I was simulating the Generalized Chinese Restaurant Process as shown on the wikipedia page [link] with a discount, $\alpha$, and concentration parameter $\theta$
For $n=5$ total customers being seated with $\alpha=.3$ and $\theta=1.5$ and 100,000 simulations I saw a distribution of the number of tables needed as
- 1 | 5.6%
- 2 | 20.2%
- 3 | 33.5%
- 4 | 29.3%
- 5 | 11.4%
with expected value of 3.207 tables, which matches the theoretical answer (link) for these parameters.
Does there exist a formula to determine the probability of different frequency distributions among those tables?

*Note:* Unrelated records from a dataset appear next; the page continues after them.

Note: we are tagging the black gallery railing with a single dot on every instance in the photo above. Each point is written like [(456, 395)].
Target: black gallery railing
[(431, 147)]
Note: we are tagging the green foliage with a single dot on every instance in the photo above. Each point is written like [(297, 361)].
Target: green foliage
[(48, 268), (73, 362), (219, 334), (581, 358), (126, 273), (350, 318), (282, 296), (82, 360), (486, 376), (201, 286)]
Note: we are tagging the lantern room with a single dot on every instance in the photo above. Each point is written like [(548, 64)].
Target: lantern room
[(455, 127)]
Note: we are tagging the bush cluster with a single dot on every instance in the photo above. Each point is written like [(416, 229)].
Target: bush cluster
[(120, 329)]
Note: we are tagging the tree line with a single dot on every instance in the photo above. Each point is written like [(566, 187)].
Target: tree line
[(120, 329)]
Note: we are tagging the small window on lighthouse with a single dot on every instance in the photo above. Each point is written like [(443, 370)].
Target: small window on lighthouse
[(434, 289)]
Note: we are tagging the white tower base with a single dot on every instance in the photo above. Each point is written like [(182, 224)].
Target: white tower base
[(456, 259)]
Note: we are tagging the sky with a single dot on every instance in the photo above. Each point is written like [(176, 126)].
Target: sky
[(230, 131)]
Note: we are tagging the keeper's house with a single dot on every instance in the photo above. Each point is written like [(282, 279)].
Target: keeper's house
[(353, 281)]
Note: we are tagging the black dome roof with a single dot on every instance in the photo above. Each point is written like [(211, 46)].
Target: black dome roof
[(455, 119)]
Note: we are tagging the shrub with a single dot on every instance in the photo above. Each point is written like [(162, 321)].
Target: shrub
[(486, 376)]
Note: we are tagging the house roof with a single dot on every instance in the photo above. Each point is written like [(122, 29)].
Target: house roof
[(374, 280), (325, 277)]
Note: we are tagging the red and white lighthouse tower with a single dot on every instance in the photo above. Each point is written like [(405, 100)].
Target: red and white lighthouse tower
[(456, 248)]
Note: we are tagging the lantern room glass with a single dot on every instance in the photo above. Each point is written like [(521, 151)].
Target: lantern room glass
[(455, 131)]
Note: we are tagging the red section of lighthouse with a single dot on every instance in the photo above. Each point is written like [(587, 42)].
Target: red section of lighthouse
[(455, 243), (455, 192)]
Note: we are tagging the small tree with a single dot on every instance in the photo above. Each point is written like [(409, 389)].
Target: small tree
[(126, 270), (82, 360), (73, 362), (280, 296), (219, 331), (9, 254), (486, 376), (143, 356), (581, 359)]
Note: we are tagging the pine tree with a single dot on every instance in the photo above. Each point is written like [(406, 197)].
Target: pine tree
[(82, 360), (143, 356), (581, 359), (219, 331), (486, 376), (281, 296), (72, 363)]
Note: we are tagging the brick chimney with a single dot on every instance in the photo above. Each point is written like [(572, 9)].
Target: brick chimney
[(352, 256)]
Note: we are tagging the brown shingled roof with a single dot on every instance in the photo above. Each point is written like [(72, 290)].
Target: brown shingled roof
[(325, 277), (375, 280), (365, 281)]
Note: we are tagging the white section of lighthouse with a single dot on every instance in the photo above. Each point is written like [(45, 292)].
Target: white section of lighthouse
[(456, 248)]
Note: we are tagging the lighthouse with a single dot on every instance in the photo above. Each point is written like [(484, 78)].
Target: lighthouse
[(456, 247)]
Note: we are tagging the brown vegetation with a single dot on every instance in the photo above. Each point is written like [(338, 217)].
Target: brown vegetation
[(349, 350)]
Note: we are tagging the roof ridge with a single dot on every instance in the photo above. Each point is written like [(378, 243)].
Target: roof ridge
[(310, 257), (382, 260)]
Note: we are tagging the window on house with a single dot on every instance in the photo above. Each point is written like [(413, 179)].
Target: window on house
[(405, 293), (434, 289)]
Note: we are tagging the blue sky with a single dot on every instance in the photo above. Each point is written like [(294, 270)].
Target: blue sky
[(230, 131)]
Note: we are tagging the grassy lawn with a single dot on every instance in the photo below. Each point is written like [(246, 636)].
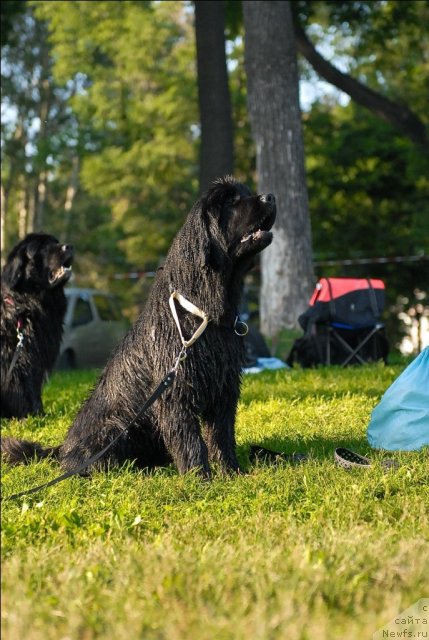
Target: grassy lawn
[(297, 552)]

For example, within the simulation, the following frequency distributions appeared with the following probabilities, with notation being $n_k$ represents $n$ tables with $k$ people; and $\sum(k n_k)=n$
- [0,0,0,0,1] 5.6%
- [0,1,1,0,0] 6.9%
- [1,0,0,1,0] 13.3%
- [1,2,0,0,0] 12.8%
- [2,0,1,0,0] 20.7%
- [3,1,0,0,0] 29.3%
- [5,0,0,0,0] 11.4%
(29.3% of the time the frequency distribution was 3 tables with 1 person, and 1 table with two; whereas only 5.6% of the time one table had all five people)
Notice that the 33.5% probability observed for having three tables match the sum of the individual frequency distribution which also have three tables (12.8% + 20.7%). Likewise for other numbers.
The reason for asking the question is say I know the frequency distribution of the number of tables that contain $k$ people, for a large number of customers - say, 1,000 customers, and they were:
(500 tables have 1 person, 100 have two people, 40 have three, etc)
Is there a way to determine the discount $(\alpha$) and concentration parameter $(\theta)$ which would yield the maximum likelihood of producing that known observed outcome?